Tool calling can be done via the `ToolRunnerComponent` module. This is a standalone module that takes in a list of tools, and can be "executed" with the specified tool name (every tool has a name) and tool action.

We implement this overall module `OutputAgentComponent` that subclasses `CustomAgentComponent`.

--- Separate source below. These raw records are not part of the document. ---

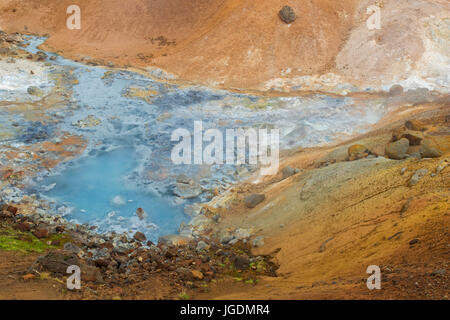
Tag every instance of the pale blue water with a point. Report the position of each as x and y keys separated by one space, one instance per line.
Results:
x=98 y=190
x=128 y=153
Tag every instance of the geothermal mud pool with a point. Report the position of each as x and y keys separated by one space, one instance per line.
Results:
x=127 y=119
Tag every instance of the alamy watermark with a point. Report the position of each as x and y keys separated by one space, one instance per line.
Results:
x=374 y=281
x=374 y=21
x=74 y=280
x=73 y=22
x=262 y=146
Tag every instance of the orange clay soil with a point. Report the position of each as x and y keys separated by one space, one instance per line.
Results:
x=324 y=226
x=327 y=224
x=237 y=43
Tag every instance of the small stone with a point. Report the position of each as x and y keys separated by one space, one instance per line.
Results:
x=139 y=236
x=12 y=209
x=253 y=200
x=414 y=137
x=197 y=274
x=140 y=213
x=442 y=166
x=174 y=240
x=258 y=242
x=287 y=14
x=429 y=149
x=415 y=125
x=22 y=227
x=28 y=276
x=397 y=150
x=288 y=171
x=41 y=233
x=187 y=191
x=419 y=174
x=241 y=262
x=201 y=245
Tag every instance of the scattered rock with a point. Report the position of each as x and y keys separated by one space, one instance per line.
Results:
x=174 y=240
x=357 y=151
x=242 y=234
x=28 y=276
x=289 y=171
x=241 y=262
x=225 y=237
x=41 y=233
x=201 y=245
x=55 y=262
x=258 y=242
x=88 y=122
x=187 y=191
x=442 y=165
x=419 y=174
x=139 y=236
x=70 y=247
x=197 y=274
x=287 y=14
x=22 y=227
x=397 y=150
x=396 y=90
x=253 y=200
x=414 y=137
x=415 y=125
x=12 y=209
x=429 y=149
x=140 y=213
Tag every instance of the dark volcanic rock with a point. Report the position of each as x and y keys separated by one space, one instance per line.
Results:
x=55 y=262
x=139 y=236
x=287 y=14
x=241 y=263
x=41 y=233
x=397 y=150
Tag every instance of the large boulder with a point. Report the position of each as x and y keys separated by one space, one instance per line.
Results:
x=397 y=150
x=357 y=151
x=187 y=191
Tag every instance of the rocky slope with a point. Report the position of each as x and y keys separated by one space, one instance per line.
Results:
x=245 y=44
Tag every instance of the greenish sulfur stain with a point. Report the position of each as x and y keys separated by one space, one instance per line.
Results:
x=25 y=242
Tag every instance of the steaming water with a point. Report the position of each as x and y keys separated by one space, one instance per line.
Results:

Note: we also implement `sub_query_components` to pass through higher-level callback managers to the tool runner submodule.

In [7]:
def finalize_fn(
    task: Task,
    state: Dict[str, Any],
    reasoning_step: Any,
    is_done: bool = False,
    tool_output: Optional[Any] = None,
) -> Tuple[AgentChatResponse, bool]:
    """
    完成函数。

    在这里，我们取最新的推理步骤和一个工具输出（如果提供的话），
    并返回代理输出（并决定代理是否完成）。

    该函数返回一个`AgentChatResponse`和`is_done`元组。并且是
    传递给`QueryPipelineAgentWorker`的任何查询管道的最后一个组件。
    这是任何查询管道预期的返回类型。
    """
    current_reasoning = state["current_reasoning"]  # 从状态字典中获取当前推理步骤列表
    current_reasoning.append(reasoning_step)  # 将最新的推


In [8]:
from typing import Set, Optional
from llama_index.agent.react.output_parser import ReActOutputParser


## Agent Output Component
## Process reasoning step/tool outputs, and return agent response
def finalize_fn(
    task: Task,
    state: Dict[str, Any],
    reasoning_step: Any,
    is_done: bool = False,
    tool_output: Optional[Any] = None,
) -> Tuple[AgentChatResponse, bool]:
    """Finalize function.

    Here we take the latest reasoning step, and a tool output (if provided),
    and return the agent output (and decide if agent is done).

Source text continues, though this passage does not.